Torre's resume is well-documented (four World Series, 13 postseason appearances) and cannot be overstated. His trademark coolness and even keel temperament suits the Dodgers' clubhouse perfectly and allows his players to perform to the best of their ability.

The young players gravitate towards him and see him as a father figure with rings and credibility. With the addition of Ramirez, it gives Torre the presence he needed in the middle of the lineup, taking the pressure off the youngsters Ethier, Kemp, and Loney. Going with Broxton as the closer has been a stroke of genius as well, giving the team something they were sorely lacking with Saito being hurt all season.

Manuel does not have a good track record in the playoffs but he never had as much talent as he has on this team. The Phillies have elite players at all the key positions (1B Howard, 2B Utley, SS Rollins, SP Hamels, Closer Lidge), as well as the home-field advantage. 

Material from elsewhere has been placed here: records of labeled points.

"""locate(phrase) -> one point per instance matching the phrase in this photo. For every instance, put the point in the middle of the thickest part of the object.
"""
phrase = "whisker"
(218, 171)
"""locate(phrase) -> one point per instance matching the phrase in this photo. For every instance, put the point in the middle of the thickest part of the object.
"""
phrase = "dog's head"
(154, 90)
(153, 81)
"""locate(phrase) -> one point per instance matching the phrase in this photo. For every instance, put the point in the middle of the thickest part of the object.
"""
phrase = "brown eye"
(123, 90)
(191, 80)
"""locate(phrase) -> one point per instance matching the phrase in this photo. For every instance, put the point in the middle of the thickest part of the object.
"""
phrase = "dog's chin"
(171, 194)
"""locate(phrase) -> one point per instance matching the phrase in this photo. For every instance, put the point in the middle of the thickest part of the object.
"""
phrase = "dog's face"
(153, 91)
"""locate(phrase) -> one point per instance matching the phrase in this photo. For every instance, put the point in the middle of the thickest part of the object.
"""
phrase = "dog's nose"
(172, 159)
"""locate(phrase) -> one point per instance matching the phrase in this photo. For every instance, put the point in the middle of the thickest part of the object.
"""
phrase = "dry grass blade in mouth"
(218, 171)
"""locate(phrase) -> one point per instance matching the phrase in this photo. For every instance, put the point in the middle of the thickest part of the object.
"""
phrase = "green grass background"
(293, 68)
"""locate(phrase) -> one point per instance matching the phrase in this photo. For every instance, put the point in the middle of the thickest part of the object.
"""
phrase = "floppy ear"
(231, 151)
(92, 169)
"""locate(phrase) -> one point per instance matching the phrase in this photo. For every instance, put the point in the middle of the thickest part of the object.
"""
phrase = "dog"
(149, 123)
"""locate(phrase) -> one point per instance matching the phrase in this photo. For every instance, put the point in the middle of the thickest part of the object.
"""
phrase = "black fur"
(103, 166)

He will need more production out of Howard, Rollins, and Utley (combined 10-for-42, four RBI in NLDS), if Philadelphia is to advance any further in the postseason.



On paper, it seems like the advantage goes to the Phillies in every position. They have the better starting pitching, better bullpen, and the deeper, more explosive lineup. But I am picking the Dodgers for one reason and one reason only: Manny Ramirez.

When motivated, he is the single greatest force in baseball, routinely carrying teams on his back for prolonged periods of time. He is in the process of doing so with L.A., and I think he will carry them to the Series. Dodgers in six games.